October 15

Chapter 5- When in Doubt, Shut Your Mouth and Take a Breath

Such good advice! Shut Your Mouth- I need to heed this more often πŸ™‚ Often times we escalate the problems just by talking, even if we are talking in a calm tone of voice.

“Just Breathe” is a phrase I have seen many times over that past few years. It is a phrase told to people who are grieving, to help them through difficult times. We tell it to people frequently when they are melting down. We may even tell it to ourselves when we have to deal with people who are dis-regulated, as a reminder to say calm ourselves. Our bodies and brains require oxygen to allow our systems to work properly. We know that when we are melting down or “flipping our lids” our brains are not working to their full capacity. Simply taking a few deep breaths can help get our brains back on track and thinking once again.

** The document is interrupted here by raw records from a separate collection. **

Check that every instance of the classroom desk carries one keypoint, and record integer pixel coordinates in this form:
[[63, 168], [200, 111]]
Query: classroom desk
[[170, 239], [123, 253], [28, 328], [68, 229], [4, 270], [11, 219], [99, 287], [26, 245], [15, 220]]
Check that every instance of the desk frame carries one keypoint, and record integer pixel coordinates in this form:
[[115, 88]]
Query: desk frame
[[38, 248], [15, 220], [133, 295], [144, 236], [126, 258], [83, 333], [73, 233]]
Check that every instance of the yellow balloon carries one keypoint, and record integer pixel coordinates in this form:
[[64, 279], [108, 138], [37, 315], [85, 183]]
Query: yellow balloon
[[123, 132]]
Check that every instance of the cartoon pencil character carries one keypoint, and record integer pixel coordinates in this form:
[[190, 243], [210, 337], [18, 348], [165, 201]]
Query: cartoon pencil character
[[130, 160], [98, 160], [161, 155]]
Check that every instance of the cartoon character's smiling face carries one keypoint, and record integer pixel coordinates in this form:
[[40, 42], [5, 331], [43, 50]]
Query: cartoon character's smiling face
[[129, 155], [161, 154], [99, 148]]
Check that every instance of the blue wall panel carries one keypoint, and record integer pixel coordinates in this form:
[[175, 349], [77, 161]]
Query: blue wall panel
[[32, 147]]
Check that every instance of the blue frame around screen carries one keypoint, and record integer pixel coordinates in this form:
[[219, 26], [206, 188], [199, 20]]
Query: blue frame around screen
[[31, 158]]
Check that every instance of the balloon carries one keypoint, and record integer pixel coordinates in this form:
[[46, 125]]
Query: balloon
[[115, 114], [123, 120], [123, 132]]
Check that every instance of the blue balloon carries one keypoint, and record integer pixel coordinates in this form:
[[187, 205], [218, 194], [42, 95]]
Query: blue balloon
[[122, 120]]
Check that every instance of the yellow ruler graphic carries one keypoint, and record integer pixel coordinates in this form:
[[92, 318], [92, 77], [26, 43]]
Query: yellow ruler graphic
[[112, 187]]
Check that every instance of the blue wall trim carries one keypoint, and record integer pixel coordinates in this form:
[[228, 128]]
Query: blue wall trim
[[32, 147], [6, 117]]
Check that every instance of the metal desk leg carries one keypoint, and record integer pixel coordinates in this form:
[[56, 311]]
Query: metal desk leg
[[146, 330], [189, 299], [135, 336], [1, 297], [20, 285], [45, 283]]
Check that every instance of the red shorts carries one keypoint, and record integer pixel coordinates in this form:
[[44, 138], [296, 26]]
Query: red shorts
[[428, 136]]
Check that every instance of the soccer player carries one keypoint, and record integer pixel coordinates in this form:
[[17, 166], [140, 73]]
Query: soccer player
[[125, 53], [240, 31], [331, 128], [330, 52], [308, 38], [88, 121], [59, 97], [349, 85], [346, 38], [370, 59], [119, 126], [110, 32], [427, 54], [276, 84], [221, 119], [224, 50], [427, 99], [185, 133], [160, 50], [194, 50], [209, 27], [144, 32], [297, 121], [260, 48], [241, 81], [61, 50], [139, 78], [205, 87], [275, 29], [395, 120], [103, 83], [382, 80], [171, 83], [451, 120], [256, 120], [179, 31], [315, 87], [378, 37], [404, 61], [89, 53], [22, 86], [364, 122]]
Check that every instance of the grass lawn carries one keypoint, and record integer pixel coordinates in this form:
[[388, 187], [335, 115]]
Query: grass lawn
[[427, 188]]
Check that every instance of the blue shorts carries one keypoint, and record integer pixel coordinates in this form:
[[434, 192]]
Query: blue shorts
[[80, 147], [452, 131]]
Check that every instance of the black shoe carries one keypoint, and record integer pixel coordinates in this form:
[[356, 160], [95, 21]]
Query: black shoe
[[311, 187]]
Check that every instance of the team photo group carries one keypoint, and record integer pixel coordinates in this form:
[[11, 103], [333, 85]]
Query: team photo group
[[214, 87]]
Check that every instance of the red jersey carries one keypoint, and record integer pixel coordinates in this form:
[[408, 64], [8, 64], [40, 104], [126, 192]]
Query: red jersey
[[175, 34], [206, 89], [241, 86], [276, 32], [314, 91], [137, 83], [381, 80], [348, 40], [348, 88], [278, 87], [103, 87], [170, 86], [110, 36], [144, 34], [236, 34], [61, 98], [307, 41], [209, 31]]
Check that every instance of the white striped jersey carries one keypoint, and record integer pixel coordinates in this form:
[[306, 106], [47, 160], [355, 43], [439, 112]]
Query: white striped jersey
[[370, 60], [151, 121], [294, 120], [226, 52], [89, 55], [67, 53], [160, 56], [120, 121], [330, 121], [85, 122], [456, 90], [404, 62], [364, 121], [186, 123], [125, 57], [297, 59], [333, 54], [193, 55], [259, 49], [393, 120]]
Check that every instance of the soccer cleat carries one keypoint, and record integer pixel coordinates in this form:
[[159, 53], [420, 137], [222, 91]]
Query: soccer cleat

Pete’s Practice brings us on a journey to determine our triggers within a classroom/school setting. He also makes the comment that there triggers are going to present themselves and we shouldn’t be surprised that they are happening. What we should do is spend time preparing for them so that when the time comes, we are able to deal with them effectively and in a calm manner that does not escalate the situation further.

What inner peace activities do you do to help you when the time comes to respond to an escalated situation?

For me, simply exercising regularly is very helpful. It helps me get the tension out of my body and allows me to be flooded with oxygen and energy. Maybe following the breathing activity outlined by Kristin at least three times a week would help as well. Maybe it would center my thoughts and emotions better so that I can come to a trigger and have a better chance of making it through to the other side with all involved unscathed.

 

My Goal from this chapter- complete the breathing activity on Monday, Wednesday and Friday after karate or the boys are in bed. Write about how this makes you feel after 1 week, 2 weeks, etc. Try this for a month and continue if you find it has helped.

 

Could you write yourself a goal to help you better respond in frustrating situations?


Posted October 15, 2017 by tiebcmembers in category Fostering Resilient Learners

4 thoughts on “Chapter 5- When in Doubt, Shut Your Mouth and Take a Breath

  1. Rhonda

    This isn’t exactly inner peace but when the time comes to respond to an escalated situation, I fall back onto my CPI – non-violent crisis intervention – training which has come in handy many times throughout my career. My shoulders go back, my hands go flat by my sides, I put one foot in front of the other and understand that this is not about me. I love to be outside and know that this is where I get filled up in order to be able to deal with these situations. Hiking in the clean mountain air, marvelling at mother nature and enjoying the peace. To help me better respond in frustrating situations, I need to continue my own self-care. I found myself doing work – in my head – while hiking this weekend. Yikes! I would like to be more mindful while hiking in order to enjoy the hiking and thus be prepared to work at work.

    Reply
    1. tiebcmembers (Post author)

      One of the times when I catch myself thinking about work is usually when in the shower! That’s when I forget if I have even shampooed my hair! One thing that I really need to work on is calming myself before getting involved in escalated situations. I find that I get sucked in so easily. Taking a breath and shutting my mouth has been working well in situations with my son, helping us to have way better mornings together πŸ™‚

      Reply
  2. Maureen

    When working with a student or adult in a crisis, I think I do a good job with staying calm, listening and breathing. I find myself, someitmes at a loss for words, but know that just being there for them is good enough. Through CPI training, I realized it is the debrief after the situation that is so important. Important for learning and imporant to understand how to move forward and know what you did was good enough.

    I was recently in a situation where I was asked to meet with the admin team. I didn’t think anything of it as I meet with them often. I took in my notebook and pen and was ready to help with whatever it was we were going to talk about. Well the topic was me. I was shocked. I have had some changes in my life and thought I was doing okay. Apparently I wasn’t as my colleagues had noticed that I wasn’t myself. I needed time to reflect, debrief and breathe. I noticed that I wasn’t exercising as much and was out of routine. For me, having my own routine which includes exercise, helps me stay focused and help others. I guess I don’t hide as good as I think I do and I am grateful for colleagues and friends that help me listen, reflect and breathe through my own life and changing circumstances.

    Reply
    1. tiebcmembers (Post author)

      I had a similar situation a few years ago after my step-father passed away suddenly. We went back for the funeral where I tried to be the rock my Mom needed and when I got back home again, I went straight back into work. I did not give myself the time I needed to fully grieve my step-dad. Things at work did not go well for me. I was testy and unfocused. I really struggled to keep myself in check. Finally I decided that enough was enough. It was time to take care of myself and let myself grieve. I ended up taking off a month on a stress leave. During this time, I let myself grieve. I talked with a counselor, took time to write my feelings down and enjoyed some time with my family. It makes me realize how important it is to take care of myself in order to work with others to the best of my ability.